Antibiotics first came into use after the somewhat serendipitous event on September 3, 1928 that led to the discovery of penicillin by Alexander Fleming.  Since then, many of the bacteria these drugs are designed to target have developed antibiotic resistance. The Centers for Disease Control and Prevention (CDC) notes that there are 2 million antibiotic-resistant infections resulting in 23,000 deaths in the United States each year due to these superbugs.

Antibiotic resistance is a global healthcare challenge. It is said to overtake cancer in number of deaths by 2050 and cost the world economy almost US$ 100 trillion.

Ninety percent of the 10 million deaths caused by antibiotic resistance are expected to occur in Asia and Africa. In comparison, deaths due to cancer are estimated to be 8.3 million, diabetes 1.5 million, diarrhea 1.4 million and road accidents 1.2 million.

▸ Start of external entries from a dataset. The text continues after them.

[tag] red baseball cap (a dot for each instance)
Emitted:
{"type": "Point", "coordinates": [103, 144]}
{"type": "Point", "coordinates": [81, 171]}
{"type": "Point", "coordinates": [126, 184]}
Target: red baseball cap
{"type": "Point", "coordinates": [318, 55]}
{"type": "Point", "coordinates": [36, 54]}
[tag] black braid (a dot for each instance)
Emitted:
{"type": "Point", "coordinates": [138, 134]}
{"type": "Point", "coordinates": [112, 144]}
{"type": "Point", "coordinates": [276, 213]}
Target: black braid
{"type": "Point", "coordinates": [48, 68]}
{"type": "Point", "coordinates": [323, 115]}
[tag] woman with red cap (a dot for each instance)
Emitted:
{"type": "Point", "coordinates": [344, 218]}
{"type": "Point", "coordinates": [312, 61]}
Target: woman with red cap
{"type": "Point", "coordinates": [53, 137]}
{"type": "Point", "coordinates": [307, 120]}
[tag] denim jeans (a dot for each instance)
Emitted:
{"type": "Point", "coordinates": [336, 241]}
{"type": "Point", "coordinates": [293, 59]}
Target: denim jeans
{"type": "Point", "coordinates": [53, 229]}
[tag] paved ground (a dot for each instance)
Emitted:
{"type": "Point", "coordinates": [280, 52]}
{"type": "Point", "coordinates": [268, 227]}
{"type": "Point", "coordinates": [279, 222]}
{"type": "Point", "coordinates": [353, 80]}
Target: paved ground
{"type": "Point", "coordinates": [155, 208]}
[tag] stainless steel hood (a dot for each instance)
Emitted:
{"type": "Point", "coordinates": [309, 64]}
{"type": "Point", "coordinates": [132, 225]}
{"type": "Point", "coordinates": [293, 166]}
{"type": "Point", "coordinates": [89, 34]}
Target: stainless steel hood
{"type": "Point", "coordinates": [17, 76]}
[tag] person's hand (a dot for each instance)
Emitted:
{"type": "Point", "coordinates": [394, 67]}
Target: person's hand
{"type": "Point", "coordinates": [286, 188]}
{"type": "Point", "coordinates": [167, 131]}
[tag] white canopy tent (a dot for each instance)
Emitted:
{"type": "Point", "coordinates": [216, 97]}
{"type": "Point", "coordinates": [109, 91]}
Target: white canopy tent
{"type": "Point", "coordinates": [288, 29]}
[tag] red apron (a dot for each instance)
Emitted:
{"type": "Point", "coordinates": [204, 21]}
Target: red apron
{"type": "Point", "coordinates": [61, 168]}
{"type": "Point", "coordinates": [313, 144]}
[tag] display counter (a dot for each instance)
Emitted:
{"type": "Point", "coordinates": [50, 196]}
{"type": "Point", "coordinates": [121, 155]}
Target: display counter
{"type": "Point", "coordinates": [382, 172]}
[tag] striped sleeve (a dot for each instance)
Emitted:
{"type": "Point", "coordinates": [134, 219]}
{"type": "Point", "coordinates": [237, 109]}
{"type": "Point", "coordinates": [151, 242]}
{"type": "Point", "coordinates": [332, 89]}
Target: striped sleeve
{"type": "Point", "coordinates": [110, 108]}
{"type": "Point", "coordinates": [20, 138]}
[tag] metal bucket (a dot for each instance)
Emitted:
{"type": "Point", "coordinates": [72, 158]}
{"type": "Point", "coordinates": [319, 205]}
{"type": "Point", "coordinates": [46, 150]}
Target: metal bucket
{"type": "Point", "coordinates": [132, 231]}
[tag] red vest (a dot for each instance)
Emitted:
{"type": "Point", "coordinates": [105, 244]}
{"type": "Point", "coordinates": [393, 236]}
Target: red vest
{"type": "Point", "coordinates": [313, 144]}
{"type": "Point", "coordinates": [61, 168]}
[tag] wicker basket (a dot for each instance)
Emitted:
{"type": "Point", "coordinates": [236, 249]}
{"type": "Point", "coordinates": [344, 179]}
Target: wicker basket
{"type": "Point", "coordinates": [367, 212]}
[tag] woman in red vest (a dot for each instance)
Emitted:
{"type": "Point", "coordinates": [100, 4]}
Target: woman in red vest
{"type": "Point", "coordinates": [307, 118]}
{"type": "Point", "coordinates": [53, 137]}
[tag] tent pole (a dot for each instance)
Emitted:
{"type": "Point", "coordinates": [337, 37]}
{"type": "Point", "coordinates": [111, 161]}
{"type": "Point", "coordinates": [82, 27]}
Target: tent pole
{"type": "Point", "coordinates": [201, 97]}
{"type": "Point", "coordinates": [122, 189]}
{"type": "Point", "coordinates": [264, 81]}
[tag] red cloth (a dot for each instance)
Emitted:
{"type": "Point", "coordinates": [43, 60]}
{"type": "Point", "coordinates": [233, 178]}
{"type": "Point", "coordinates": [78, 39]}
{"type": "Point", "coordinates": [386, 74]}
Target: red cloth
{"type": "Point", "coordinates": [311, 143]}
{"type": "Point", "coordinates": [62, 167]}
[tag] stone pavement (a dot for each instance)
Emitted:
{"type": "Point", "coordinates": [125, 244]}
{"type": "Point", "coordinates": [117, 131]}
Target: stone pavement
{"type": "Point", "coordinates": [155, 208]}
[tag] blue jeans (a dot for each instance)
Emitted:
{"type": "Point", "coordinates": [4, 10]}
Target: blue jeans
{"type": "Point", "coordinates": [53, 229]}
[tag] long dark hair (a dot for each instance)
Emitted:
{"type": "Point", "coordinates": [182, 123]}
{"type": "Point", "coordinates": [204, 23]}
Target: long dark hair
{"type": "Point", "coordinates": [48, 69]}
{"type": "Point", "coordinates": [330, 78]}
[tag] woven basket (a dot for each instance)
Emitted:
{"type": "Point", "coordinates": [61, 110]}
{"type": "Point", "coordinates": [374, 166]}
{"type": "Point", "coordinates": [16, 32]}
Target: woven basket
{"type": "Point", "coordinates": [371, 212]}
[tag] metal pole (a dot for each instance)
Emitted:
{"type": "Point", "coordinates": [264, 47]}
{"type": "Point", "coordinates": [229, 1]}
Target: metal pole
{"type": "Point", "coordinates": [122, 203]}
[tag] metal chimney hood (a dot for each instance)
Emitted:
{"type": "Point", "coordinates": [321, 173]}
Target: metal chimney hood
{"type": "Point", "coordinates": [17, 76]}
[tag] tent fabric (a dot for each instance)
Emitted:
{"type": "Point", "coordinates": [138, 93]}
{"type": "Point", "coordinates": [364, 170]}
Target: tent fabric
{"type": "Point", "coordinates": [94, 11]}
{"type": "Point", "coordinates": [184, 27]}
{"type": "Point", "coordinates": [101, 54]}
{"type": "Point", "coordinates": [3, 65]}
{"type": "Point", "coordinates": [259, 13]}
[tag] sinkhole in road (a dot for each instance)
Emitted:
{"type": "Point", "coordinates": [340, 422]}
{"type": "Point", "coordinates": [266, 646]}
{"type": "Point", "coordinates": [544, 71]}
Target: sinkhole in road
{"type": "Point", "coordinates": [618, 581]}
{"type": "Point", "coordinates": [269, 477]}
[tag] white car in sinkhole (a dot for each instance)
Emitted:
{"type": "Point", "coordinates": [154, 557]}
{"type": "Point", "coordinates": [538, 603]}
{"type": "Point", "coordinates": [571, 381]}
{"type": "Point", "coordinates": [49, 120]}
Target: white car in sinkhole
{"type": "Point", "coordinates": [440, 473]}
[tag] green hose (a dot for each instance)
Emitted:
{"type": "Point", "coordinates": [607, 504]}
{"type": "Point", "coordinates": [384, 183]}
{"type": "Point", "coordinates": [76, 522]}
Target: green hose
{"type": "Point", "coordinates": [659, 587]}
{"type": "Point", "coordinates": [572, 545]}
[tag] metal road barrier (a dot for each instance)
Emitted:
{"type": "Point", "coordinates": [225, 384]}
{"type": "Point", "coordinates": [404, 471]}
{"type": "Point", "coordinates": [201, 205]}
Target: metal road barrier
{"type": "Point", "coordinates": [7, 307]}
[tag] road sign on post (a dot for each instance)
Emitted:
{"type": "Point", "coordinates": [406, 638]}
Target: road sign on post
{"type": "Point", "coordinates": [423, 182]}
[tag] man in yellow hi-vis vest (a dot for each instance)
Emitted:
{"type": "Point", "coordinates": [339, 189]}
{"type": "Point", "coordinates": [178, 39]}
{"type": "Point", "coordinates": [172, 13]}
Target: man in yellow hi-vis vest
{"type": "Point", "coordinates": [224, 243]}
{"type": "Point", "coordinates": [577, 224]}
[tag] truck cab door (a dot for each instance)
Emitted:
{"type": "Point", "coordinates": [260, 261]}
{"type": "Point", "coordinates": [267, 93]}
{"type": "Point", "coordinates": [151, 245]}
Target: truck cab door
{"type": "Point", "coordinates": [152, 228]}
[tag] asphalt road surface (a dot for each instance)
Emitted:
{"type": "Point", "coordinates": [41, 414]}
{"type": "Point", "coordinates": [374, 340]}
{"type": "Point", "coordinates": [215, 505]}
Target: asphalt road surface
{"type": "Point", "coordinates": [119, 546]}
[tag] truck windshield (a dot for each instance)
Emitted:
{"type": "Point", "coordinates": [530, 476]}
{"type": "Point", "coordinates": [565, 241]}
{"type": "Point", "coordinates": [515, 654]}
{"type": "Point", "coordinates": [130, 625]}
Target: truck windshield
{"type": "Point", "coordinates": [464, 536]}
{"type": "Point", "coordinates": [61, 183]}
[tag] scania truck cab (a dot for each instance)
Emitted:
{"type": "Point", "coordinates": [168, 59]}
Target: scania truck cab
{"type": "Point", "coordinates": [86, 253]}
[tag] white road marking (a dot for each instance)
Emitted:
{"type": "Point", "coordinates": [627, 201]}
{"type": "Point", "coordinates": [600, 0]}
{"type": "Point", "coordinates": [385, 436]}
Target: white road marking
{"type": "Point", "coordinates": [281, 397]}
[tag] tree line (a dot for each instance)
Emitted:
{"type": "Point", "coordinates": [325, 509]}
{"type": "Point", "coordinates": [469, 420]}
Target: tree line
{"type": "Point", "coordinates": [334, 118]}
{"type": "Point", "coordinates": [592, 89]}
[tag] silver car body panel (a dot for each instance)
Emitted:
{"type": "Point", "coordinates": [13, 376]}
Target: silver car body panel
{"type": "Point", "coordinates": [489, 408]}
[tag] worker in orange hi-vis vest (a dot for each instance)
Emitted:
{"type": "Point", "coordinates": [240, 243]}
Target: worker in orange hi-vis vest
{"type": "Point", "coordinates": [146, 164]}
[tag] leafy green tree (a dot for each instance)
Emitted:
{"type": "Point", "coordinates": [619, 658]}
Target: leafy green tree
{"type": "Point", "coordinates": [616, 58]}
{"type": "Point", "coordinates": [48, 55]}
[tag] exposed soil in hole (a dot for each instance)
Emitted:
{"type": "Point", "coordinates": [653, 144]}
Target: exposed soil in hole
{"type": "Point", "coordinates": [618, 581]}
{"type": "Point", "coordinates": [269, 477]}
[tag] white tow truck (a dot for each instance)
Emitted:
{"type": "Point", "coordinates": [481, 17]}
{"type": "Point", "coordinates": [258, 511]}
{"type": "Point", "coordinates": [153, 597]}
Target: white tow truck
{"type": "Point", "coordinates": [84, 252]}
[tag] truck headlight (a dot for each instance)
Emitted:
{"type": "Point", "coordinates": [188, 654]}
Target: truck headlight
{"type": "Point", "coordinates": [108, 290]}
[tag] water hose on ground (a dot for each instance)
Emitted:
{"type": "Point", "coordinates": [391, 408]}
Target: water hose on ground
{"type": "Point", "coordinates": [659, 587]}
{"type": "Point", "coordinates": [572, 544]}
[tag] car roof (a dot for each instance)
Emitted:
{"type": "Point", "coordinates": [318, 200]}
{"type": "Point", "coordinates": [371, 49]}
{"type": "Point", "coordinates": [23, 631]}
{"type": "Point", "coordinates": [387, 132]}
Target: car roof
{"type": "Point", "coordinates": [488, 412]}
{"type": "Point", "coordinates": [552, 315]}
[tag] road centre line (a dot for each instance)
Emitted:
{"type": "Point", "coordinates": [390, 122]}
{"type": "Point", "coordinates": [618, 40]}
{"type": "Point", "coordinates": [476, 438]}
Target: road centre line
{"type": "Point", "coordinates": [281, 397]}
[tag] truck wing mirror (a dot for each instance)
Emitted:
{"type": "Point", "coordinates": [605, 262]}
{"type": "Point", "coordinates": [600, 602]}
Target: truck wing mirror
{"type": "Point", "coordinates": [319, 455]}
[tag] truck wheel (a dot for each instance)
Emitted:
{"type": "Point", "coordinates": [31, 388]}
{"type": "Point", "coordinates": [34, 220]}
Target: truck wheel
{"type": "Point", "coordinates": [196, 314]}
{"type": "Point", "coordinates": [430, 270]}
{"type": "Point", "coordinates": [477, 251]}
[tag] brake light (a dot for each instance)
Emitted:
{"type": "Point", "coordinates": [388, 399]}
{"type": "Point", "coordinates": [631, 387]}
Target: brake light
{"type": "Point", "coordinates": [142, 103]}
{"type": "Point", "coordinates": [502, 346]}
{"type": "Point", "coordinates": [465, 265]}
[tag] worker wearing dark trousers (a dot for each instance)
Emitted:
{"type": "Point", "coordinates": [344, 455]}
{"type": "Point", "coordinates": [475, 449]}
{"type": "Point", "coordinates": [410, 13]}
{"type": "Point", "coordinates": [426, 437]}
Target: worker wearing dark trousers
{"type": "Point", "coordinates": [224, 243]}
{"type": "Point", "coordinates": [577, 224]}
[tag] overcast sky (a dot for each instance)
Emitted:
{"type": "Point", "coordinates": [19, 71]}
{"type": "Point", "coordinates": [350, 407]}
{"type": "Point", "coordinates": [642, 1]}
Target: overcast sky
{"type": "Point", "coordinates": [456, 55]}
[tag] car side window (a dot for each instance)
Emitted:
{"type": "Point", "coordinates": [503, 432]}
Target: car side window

China has pledged to step up R&D into new antimicrobials and to curb overuse of existing medicines to counter growing global antimicrobial resistance through a national action plan unveiled in August 2016. India needs to vigorously follow suit.

According to a report published in The Economist, the cost of banning antibiotics as growth enhancers in farm animals is not great. A study undertaken by the US government suggests it might reduce the bottom line of those who currently use them by less than 1 percent. The European Union has already enacted such a ban.

India has taken strong action against smoking in public places to reduce passive smoking. In a similar way, it needs to come up with strict laws to fight the menace of antibiotic resistance.